一方、世界全体の同時期(2020年12月末時点)における純資産残高は約7兆7370億ドル(約800兆円)。中でも世界最大のETF市場であるアメリカは、日本の約10倍以上の約5兆3160億ドル(約550兆円)の規模を誇っており、個人にも広く利用されています。
アメリカでこれほどまでに広がった理由には、複合的な要因があると考えられますが、一因として、IFA(Independent Financial Advisor:独立系ファイナンシャルアドバイザー)の文化が早くから根付いていたことが影響しているとも言われます。

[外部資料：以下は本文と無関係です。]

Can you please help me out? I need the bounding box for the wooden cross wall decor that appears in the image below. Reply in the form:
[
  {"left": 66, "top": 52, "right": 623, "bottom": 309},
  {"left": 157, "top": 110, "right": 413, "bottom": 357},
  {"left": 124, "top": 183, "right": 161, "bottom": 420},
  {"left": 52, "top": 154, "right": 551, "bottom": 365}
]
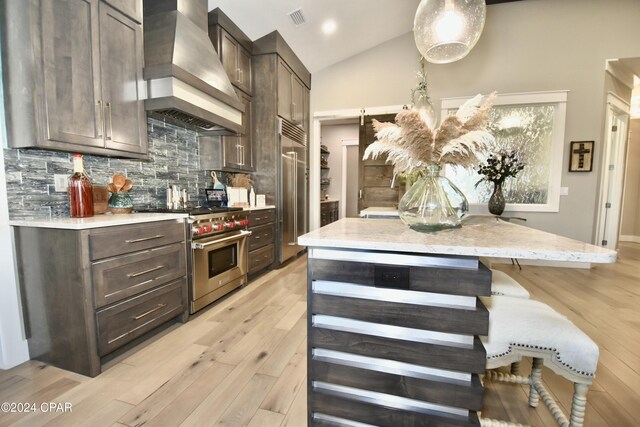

アメリカのIFA は、証券取引委員会(SEC)にブローカー・ディーラーとして登録する者と、投資顧問業者(RIA:Registered Investment Advisor)として登録する形態があり、後者については資産残高に応じて手数料を取る報酬体系が一般的であるため、保有コストが低いETFと相性が良く、実際に広く利用されてきました。日本のIFAも近年、本場アメリカのように資産残高に応じた手数料の報酬体系に変更する動きもあり、そうした観点でも、日本のETFの成長・拡大余力はまだまだ大きいものと想像しています。
コストが低く、透明性があり、市場で機動的に売買できるといった特性を持ち、世界中で利用が拡大しているETFという金融商品を、この機会にぜひ、日本の個人投資家の皆様にも知っていただけると幸いです
次回は、ETFの最新のトレンド等について紹介していきます。
なお、本稿の内容は筆者個人の見解によるものであり、筆者が所属する東京証券取引所の公式見解を示すものではないことをお断りしておきます。
※受益者数の定義については、各ETFの2020年7月31日以前に到来した最終決算日現在の受益者名簿に基づき算出した数値である。またETF間の名寄せを行うことができないため、全ETF合計の算出にあたっては、各ETFの受益者数を単純に合算した「延べ人数」を用いている。そのため、1 人で10 銘柄保有している受益者は、全ETFの合計において10 名の受益者としてカウントしている。